I took the first 795 of the training images as my training set and left the remainder as the validation set. I used a batch size of 15 and an Adam optimizer with learning rate of 1e-3 for the training. I used the standard cross-entropy loss, and ran the training for 40 epochs, which seemed to be where the validation loss starts tapering off.

Evaluating Performance

I use the Average Precision (AP) metric to evaluate the model performance. This metric leverages precision (true positive / true + false positives) with recall (true positive / true positive + false negative). When running over the test, my network's average AP score is 0.583 across all the classes.

When analyzing per-class performance, the wide range of precisions strikes out. In the previous section, the worst performing class ("shirt") was an accuracy of around 13% lower than the next lowest. However, "pillar" is a full 40% lower than the next one. One possible explanation could be that the training images did not have many examples of pillars; after all, it is a decorative element that is not always built in modern architecture. Another explanation could be that pillars could take a wide variety of shapes and sizes, and that the classifier would err on the side of caution and mislabel it as "other".

ClassColor
Facade0.744
Pillar0.181
Window0.748
Balcony0.584
Other0.657

Applying the Network

I found a couple images with appropriate building features in my photo collection. After cropping them to the same size as the dataset images and running them through the network, I get the following results.

The first set of images is our very own Doe Library. The CNN evaluates the lower and middle horizontal splices fairly well. The windows and exterior facade is labeled correctly. The classifier even got the pillars correct despite its overall 18% average precision. However, the upper splice is misclassifed severely. The roof and sky, normally in the "other" category" has been interpreted as windows and balconies. The network was probably confused by the shadows on the roof, and the sunroof of Doe Library does look a little like a balcony floor. The second image (of a high-end apartment complex) sheds some more light on the network performance. While the windows are generally labeled correctly, the network confused the white paint on the walls as pillars. These false negatives are a reason why the pillar average precision score is so low. The network also missed a column of balconies in the middle, but aside from that and its general messiness, this is a fairly reasonable correspondence result.

Part 3: Conclusion

Overall, this assignment gave me a lot of experience with PyTorch, Colab, and neural nets. Despite currently taking CS182 and having taken CS189 already, this assignment is the first time I had to create a full neural net workflow from scratch. I got to appreciate how time-consuming the training process is (thank goodness for the GPU acceleration) and I barely scratched the surface of optimizing hyperparameters.

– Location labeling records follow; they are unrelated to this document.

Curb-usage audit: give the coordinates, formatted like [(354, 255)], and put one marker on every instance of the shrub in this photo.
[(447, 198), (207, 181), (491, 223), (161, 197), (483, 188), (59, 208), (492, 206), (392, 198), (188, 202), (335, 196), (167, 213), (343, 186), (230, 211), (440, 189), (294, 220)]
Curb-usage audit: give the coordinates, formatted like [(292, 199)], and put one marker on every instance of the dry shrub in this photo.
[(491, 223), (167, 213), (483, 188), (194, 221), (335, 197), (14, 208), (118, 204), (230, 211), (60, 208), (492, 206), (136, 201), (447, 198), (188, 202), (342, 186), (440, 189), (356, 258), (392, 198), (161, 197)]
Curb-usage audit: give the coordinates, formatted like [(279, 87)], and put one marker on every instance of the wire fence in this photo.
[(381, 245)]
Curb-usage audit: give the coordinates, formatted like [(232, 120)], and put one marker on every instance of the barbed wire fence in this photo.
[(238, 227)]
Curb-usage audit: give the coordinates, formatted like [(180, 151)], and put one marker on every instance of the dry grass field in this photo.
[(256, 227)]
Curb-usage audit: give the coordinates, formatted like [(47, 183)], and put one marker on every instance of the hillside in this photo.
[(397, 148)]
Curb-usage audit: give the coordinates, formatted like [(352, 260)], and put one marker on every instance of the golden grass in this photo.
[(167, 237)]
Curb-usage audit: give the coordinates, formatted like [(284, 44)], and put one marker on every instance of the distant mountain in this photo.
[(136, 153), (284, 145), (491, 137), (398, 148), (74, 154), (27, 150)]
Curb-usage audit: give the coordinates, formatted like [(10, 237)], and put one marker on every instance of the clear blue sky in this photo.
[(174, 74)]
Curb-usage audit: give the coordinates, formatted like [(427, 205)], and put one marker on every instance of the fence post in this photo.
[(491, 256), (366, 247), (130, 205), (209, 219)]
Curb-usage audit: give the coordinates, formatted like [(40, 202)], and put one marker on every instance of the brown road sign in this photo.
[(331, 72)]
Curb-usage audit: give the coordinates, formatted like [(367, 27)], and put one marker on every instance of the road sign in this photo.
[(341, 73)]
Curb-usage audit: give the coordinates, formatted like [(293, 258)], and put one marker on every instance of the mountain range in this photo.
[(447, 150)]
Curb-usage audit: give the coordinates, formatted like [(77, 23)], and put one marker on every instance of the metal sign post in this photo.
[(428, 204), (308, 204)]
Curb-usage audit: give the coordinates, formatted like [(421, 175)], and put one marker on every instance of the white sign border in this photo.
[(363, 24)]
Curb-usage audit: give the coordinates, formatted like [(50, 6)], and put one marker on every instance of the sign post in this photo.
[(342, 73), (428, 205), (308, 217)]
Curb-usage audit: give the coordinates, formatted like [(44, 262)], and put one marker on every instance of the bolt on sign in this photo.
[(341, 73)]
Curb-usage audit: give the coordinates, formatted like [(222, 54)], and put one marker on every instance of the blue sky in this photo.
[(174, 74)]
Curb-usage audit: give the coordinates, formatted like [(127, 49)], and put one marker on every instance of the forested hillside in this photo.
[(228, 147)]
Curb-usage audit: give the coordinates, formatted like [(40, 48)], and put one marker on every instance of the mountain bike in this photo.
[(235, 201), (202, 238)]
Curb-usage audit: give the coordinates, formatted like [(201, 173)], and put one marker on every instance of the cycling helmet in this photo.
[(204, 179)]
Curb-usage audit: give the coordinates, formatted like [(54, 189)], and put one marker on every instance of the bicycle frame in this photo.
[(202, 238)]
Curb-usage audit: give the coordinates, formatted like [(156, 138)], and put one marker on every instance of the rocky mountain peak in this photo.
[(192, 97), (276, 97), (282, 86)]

With that, there are a couple concepts that I learned from previous classes that I wish I had the time and energy to implement here. One example is cross-validation. We divide the training dataset into many parts and run multiple trials keeping hyperparameters constant with a different section as the validation set. This method reduces codependence across the training set and allows us to use the entirety of the dataset, rather than setting aside 10-15% completely for validation.

The other feature I would've loved to implement is specific to the second part of the assignment. There are other loss functions better suited for semantic segmentation than cross-entropy loss. One such function is intersection-over-union (IOU), which is calculated by dividing the size of the overlapping region by the size of the union of the predicted and ground-truth regions. The reasoning is that the optimizer should worry less about individual pixels (especially on feature borders) and more about holistic overviews. Additionally, taking the average IOU forces the network to treat each class equally, even if one class is underrepresented in the training set. This metric is more closely related to the average precision performance evaluator that we eventually used, and should raise the abysmal "pillar" performance by a reasonable margin. Lastly, it would probably make for cleaner labeling as well.